Simple but powerful – pull a single Salesforce record into your FlexCard. This post is part of the FlexCard Design Thinking mini series.
This pattern assumes you want a FlexCard to appear on a record page and need to use the current record’s Id to display data from the record in the card. You can modify this pattern to do other things, but first, to the basics.
Benefits / Lessons Learned
- Cards can be fed the current record page’s record Id, just like with custom Lightning components.
- I can use cards to show a more formatted version of a record layout, especially in Experience Cloud sites where a record might really need to appear more like content.
- Multiple cards can share a DataRaptor, so I don’t always have to create one. After I created my first card, I just cloned it to start others (meaning I only had to configure a card to use a DataRaptor once). Changing that single DataRaptor means that all cards will be affected though, so I have to be careful not to break it.
- I can create conditions that hide fields and other content when they are blank or unnecessary for the current view.
- I learned way too late that FlexCards can pass more than a record Id to its DataRaptor – you can pass lots of context variables available via the FlexCard designer, but you can also pass static values, too. Like a status. If I had learned this sooner, I could have built less DataRaptors, but instead I built lots of them (one for a card that shows applications when Status = Draft and another when Status = Submitted). Live and learn.
- You can often refer to variable names from your DataRaptor even in places where they don’t pre-populate (e.g. an Action button label, URL, conditional visibility setting).

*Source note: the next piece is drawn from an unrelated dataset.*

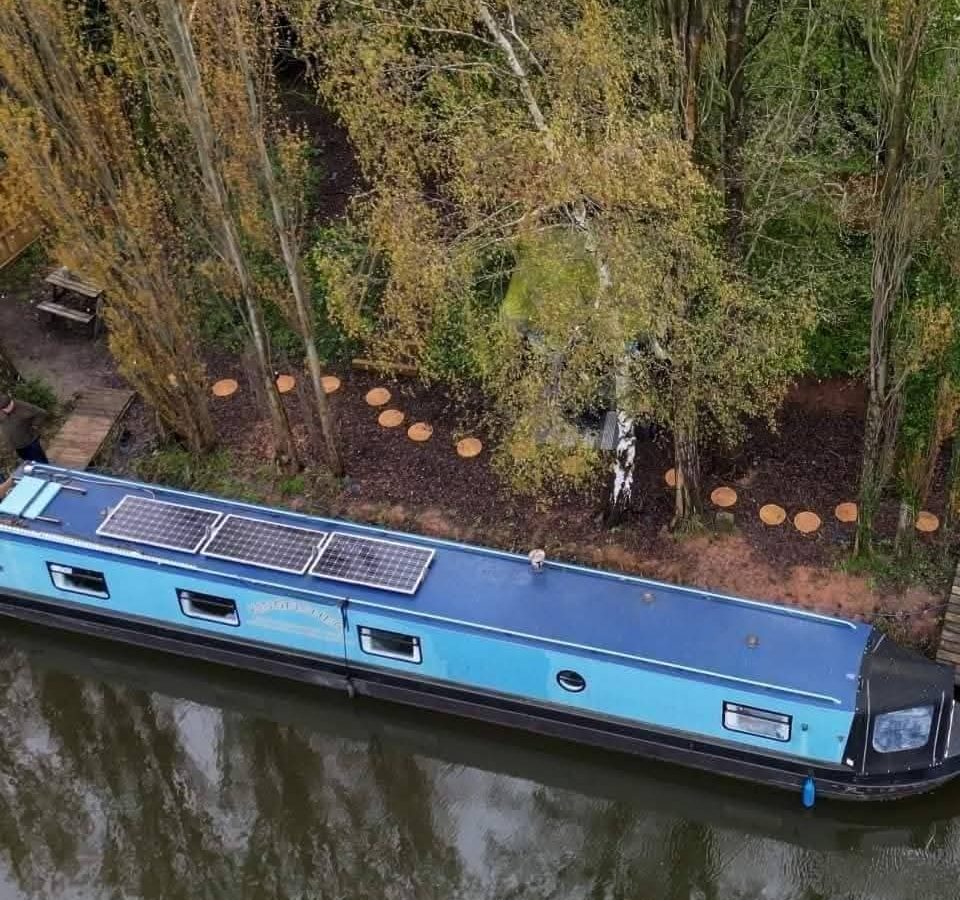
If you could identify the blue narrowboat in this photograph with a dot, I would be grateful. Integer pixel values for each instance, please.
(766, 693)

- When I break up complicated cards into child cards, it has a bit of a performance improvement… instead of the user waiting for one big card to load, the cards load independently. For me, this had the effect of cards at the top loading faster than the ones at the bottom of the page, which was fine because they’ve loaded by the time the user scrolls to them.
Moving Parts

This pattern includes the following moving parts.

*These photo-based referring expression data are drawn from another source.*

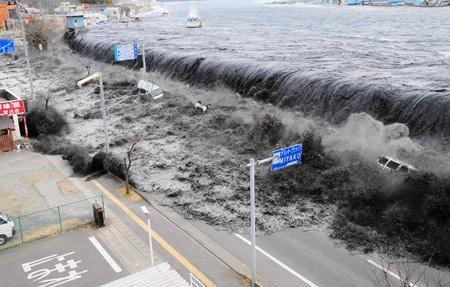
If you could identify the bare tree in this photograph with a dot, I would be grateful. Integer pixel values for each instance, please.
(128, 160)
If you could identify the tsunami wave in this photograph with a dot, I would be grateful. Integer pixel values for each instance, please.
(426, 114)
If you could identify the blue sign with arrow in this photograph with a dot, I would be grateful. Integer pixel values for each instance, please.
(125, 52)
(7, 46)
(287, 156)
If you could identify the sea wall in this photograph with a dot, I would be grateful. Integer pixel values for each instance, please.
(425, 113)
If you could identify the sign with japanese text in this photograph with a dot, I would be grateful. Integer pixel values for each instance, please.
(54, 270)
(12, 107)
(287, 156)
(7, 46)
(125, 52)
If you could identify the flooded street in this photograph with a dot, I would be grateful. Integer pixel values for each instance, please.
(327, 61)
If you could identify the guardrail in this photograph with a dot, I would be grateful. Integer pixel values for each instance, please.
(52, 221)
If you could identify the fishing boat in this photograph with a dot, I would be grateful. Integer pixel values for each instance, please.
(193, 20)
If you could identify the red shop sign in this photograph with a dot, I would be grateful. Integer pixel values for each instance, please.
(12, 107)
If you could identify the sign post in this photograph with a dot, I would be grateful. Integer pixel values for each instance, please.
(7, 46)
(125, 52)
(281, 158)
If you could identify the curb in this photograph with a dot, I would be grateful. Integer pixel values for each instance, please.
(203, 240)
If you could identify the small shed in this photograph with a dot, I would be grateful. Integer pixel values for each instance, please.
(75, 22)
(6, 137)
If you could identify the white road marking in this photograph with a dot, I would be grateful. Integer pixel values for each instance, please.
(391, 273)
(281, 264)
(105, 255)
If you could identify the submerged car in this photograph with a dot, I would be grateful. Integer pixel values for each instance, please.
(392, 164)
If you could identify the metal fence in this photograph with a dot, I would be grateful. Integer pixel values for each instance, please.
(52, 221)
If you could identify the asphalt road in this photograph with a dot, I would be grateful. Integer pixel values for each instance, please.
(292, 257)
(198, 257)
(295, 257)
(69, 259)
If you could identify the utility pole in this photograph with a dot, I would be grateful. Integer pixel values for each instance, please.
(103, 106)
(27, 57)
(253, 219)
(92, 78)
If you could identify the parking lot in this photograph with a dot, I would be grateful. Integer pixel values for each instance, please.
(75, 258)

- FlexCard, placed on a community or Lightning record page.
- Data source: 1 x DataRaptor (type = Extract) that queries the one object and outputs all field values for the returned record. The DataRaptor requires an input parameter: the current record Id.
- To build this DataRaptor, check out DataRaptor: Extract a Single Record.
- On your FlexCard, you’ll need to configure the DataRaptor and the input parameter(s). On the Setup tab:
- Data Source Type:
DataRaptor
- Interface Name:
name_of_your_extract_DataRaptor
- In the Input Map section, click “Add New” and create a new pair:
- Key:
name_of_your_input_parameter
This is found in your DataRaptor (e.g. CurrentRecordId). - Value:
{recordId}
This is a standard context variable available for a FlexCard that will appear on a record page. Include the curly brackets.
- Key:
- In the Test Parameters section, you’ll have an entry auto-created to match your input parameter. Add a test record Id to the Value field.
- Click the “Save & Fetch” button. This tests your DataRaptor with the test record Id you provided. It also populates some of the drop-down menus in the FlexCard Designer with the field variables names from your DataRaptor so that you can reference while building your card.
- Data Source Type:
Example #1

In this example, I used three FlexCards to display the different parts of a record page in an Experience Cloud site for the purposes of better branding/formatting.
All three cards display data from the current record using the same DataRaptor. To build it, see DataRaptor: Extract a Single Record.
FlexCard #1 replaces the standard header component.
FlexCard #2 presents long text fields as if they are paragraphs and sections on the page.
FlexCard #3 shows some additional record fields in a more formatted way, including an Apply Now button that conditionally displays based on the record’s status field.
The final FlexCard (#4) is a static content card (see FlexCard Pattern #1: Display Static Content).